Counsel for defendants contend that said Huidekoper, though one of the directors of the Virginia, Tennessee & Carolina Steel & Iron Company, is not a real, but only a nominal, party to these suits; that the only real defendant in the controversy is the Virginia, Tennessee & Carolina Steel & Iron Company; that all of the directors of said company are nominal parties; and, if not nominal, their liability is several and separable, and is not joined with that of the said company of which they are directors. The court cannot adopt this view. The bill in each suit seeks relief against the said Virginia, Tennessee & Carolina Steel & Iron Company, and all of the directors.

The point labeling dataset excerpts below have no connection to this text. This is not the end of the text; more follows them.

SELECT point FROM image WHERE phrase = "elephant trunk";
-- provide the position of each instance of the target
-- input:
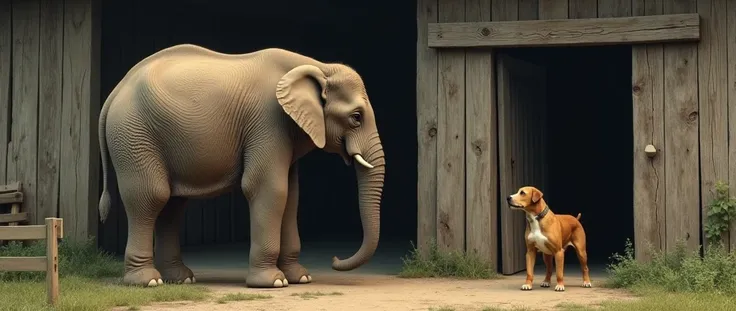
(370, 187)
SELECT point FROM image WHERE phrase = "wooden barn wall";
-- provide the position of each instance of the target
(49, 105)
(684, 94)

The bill in each suit states:

“Your orator is advised that he has the right to have the said contract of subscription annulled and rescinded; to recover from the said company and the said directors the said sums paid by him on account, of said stock, with interest on each payment from the time of its payment, and to have the estate of and debts due the said company in this state subjected to their payment.”

The prayer of each bill is:

“That upon a hearing of the cause your honor will adjudge, order, and decree said contract of subscription to be null and void; that said company and 9said directors pay to your orator the said sums paid by him on account of said stock, with interest on each payment from its date; that the said estate and debts of said company which have been attached in this cause be subjected to the payment of what is due your orator.”

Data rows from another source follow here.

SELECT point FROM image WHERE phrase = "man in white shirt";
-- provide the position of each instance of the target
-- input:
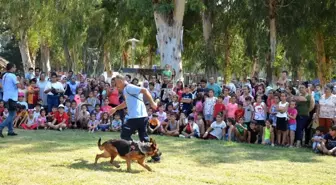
(10, 86)
(137, 113)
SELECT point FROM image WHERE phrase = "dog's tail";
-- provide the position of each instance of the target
(99, 144)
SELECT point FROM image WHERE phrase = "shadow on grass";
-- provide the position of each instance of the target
(214, 152)
(103, 166)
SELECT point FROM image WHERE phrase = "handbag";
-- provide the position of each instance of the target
(11, 105)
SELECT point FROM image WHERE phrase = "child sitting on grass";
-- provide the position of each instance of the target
(201, 124)
(83, 117)
(21, 117)
(172, 128)
(241, 130)
(231, 129)
(116, 123)
(93, 123)
(104, 123)
(253, 133)
(268, 134)
(216, 129)
(292, 113)
(61, 119)
(154, 124)
(191, 130)
(317, 138)
(31, 123)
(42, 119)
(328, 144)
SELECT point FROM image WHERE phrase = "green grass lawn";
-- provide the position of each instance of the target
(51, 157)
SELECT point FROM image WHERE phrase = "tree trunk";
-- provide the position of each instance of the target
(24, 51)
(255, 67)
(227, 59)
(45, 57)
(150, 56)
(323, 69)
(211, 67)
(272, 15)
(107, 60)
(169, 37)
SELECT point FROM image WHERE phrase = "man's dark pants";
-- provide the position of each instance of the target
(139, 124)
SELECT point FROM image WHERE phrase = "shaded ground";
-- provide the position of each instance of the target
(51, 157)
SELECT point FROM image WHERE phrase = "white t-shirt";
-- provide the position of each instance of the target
(328, 107)
(217, 129)
(209, 104)
(162, 116)
(57, 86)
(282, 115)
(259, 111)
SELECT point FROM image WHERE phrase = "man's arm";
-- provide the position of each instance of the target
(148, 97)
(119, 107)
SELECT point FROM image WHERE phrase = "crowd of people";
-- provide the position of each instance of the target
(248, 111)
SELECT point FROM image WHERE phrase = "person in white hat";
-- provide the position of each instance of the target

The charges in the bill and the prayer for relief make a single controversy. It is not a separable one, so as to enable some of the defendants to remove the cause into this court. The plaintiffs have sued the defendants jointly, as they had a right to do, and they must be treated as joint defendants, and real parties to the controversy. Railroad Co. v. Mills, 113 U. S. 256, 5 Sup. Ct. Rep. 456; Pirie v. Tvedt, 115 U. S. 41–43, 5 Sup. Ct. Rep. 1034, 1161; Sloane v. Anderson, 117 U. S. 278, 279, 6 Sup. Ct. Rep. 730; Little v. Giles, 118 U. S. 602, 7 Sup. Ct. Rep. 32; Wire Hedge Co. v. Fuller, 122 U. S. 535, 7 Sup. Ct. Rep. 1265. This ground for remanding, to-wit, that the defendant Frederick W. Huidekoper is a citizen of the District of Columbia, and not of any state, and that the controversy is single and not separable, applies alike to all of the suits, and is sufficient cause for remanding them all.

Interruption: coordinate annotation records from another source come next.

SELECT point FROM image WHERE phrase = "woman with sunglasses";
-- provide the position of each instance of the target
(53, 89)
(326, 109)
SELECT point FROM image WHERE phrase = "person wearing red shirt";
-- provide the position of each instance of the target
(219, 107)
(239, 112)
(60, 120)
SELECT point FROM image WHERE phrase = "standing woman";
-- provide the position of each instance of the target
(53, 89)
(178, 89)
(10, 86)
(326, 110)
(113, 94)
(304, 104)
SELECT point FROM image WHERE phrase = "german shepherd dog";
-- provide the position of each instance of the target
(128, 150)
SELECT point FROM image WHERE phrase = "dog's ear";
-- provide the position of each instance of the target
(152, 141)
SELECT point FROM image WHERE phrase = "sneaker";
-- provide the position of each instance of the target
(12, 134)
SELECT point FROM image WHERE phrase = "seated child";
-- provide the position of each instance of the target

It further appears from the record that the defendant John M. Bailey is a citizen of the state of Virginia, and that the plaintiffs in five of the suits, viz., Thomas Seddon, Thomas Seddon, trustee, James B. Pace, James H. Dooley, and T. C. Leake, Jr., are citizens of the same state. J. C. Maben, the plaintiff in another suit, is a citizen of the state of New York, the same state of which the defendants George S. Scott, William P. Clyde, John H. Inman, A. H. Bronson, and Extine Norton are citizens. In all of these suits, then, it is clear that the requisite citizenship to give this court jurisdiction does not exist. The opposing parties in the suits have not each a different state citizenship.

Other reasons are assigned by counsel for remanding these causes, but it is unnecessary to consider them. The foregoing are sufficient. Orders will be entered in all the causes, remanding them to the state court.

1 Concerning the removal of causes under the act of March 3, 1887, on the ground of diverse citizenship, see Cooley v. McArthur, 35 Fed. Rep. 372, and note; Whelan v. Railroad Co., Id. 849.